The Stolen Lake
Nov. 15th, 2013 02:52 pm
The fourth in the internal chronology of the Willoughby Chase series, Joan Aiken's The Stolen Lake was actually written a decade after The Cuckoo Tree to flesh out some of Dido Twite's adventures in South America. The story, which borrows heavily from Arthurian myth, is the first in the series to include out-and-out fantastic elements and to include one Aiken's characterful cats.Instead of returning to London, Dido Twite has stayed aboard HMS Thrush and finds herself carried along when Captain Hughes receives orders to divert to New Cumbria in South America to lend assistance to Britain's oldest ally. Upon learning that Queen Ginevra is partial to children, Captain Hughes orders his steward, the refined Mr Holystone, to give Dido a crash course in deportment and elocution — something that results in Dido's abduction shortly after the party arrive in the scruffy port of Tenby. Escaping with the help of Bran, a travelling storyteller, Dido rejoins a small party of crewmen to travel up the Severn river deep into the New Cumbrian interior.
After an eventful river voyage complete with snakes and piranhas, the crew travel up a rack-and-pinion railway line to the cold, dismal capital of Bath where Mr Holystone promptly succumbs to altitude sickness. Summoned to meet with the Queen in her rotating palace, Dido and Captain Hughes are amazed when she calmly informs them that one of her neighbours has stolen her sacred lake and that she must get it back because her soothsayer has told her that her husband, Arthur rex quondam, rexques furturus for whom she has been waiting since he was injured in the Battle of Dyrham in AD 577, is due to return across it. With Captain Hughes struggling to take this in, the Queen pressurises Dido into a agreeing to a desperate fraud to deceive Lyonesse into returning the stolen water.
Although the early sections in Tenby and on the Severn river have a slight whiff of Conrad's Heart of Darkness about them, the story really settles into its own with the party's arrival in Bath and the Arthurian elements come to the fore. The Queen is the original Guinevere, waiting faithfully for over a millenium for her lost Arthur to recover from his battle wounds, becoming vast and amoral and inhuman in her waiting; Bran, with his stories and wisdom and ability to manage the others, is Merlin escaped from his supposedly perpetual imprisonment while Nynevie Vavasour is his wife and jailer. But the story of the return of the once and future king is cleverly confounded by the New Cumbrians who stand outside the mythos, who have much to lose should their increasingly crazy queen re-acquire her husband, and who are determined to go to great lengths to retain the status quo.

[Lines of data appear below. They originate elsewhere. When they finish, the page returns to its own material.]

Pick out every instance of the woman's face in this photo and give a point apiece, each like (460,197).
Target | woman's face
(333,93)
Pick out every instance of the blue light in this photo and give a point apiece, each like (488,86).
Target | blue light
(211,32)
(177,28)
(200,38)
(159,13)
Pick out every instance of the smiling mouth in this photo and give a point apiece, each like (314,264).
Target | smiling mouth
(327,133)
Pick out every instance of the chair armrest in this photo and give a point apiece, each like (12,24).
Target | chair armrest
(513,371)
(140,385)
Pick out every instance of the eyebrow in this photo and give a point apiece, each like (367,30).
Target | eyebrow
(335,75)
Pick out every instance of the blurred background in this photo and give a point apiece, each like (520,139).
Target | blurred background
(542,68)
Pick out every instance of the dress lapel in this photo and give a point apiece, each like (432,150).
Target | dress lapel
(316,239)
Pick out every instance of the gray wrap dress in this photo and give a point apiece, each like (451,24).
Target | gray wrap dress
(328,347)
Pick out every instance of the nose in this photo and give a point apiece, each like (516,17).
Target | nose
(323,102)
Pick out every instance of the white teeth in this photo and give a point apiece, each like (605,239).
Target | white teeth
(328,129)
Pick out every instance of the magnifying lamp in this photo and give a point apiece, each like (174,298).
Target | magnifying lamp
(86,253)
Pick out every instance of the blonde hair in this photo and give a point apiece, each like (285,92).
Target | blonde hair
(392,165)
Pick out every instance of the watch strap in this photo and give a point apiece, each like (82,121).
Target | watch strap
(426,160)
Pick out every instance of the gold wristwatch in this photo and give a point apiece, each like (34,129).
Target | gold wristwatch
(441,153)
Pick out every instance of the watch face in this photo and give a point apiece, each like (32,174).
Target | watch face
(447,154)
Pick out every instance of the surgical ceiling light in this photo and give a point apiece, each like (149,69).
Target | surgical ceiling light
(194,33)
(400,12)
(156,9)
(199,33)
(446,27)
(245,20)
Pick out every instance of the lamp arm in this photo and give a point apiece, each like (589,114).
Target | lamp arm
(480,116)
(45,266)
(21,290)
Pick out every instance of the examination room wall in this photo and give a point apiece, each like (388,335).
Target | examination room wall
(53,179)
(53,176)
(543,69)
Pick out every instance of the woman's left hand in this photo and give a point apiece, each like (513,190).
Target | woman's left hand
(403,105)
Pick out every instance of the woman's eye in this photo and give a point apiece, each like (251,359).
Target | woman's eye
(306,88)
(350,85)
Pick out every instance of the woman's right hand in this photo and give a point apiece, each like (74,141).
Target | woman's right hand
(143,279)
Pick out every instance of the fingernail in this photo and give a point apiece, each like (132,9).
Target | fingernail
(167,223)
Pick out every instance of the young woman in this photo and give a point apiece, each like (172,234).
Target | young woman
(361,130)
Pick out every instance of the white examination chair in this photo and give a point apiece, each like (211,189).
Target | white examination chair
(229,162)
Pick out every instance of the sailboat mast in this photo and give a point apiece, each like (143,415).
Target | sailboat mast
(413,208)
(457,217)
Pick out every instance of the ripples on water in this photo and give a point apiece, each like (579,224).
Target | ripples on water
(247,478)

New Cumbria itself is cunningly wrought from a combination of Welsh and Roman American cultures, reflecting the wholesale migration of a group of Ancient Britons to South American sometime in sixth century. This merger manifests itself in the names of some of the locals, such as Juan Jones and Daffyd Gomez, the casual injection of classical Latin into everyday speech, and the Aztec-like sacrifices to the Celtic goddess Sul. New Cumbria's neighbours are also something mythic: from Mr Holystone's home of Hy Brazil to Princess Elen's Lyonesse.
The injection of a new story into the gap between Night Birds on Nantucket and The Cuckoo Tree requires Aiken to make a few adjustments to the established history. Thus, Captain Osbaldestone of the Thrush is promoted to make way for Captain Hughes; Hughes is noticeably prickly and less amenable to Dido than he is in the later book, although his manner begins to thaw when he starts to recognise her heroism; and Able Seaman Noah Gusset is inserted to provide a link back to the Tegleazes' butler.
An enjoyable & quirky addition to the series with a memorable setting and some wonderfully strange ideas — where else would you find someone holding a lake hostage?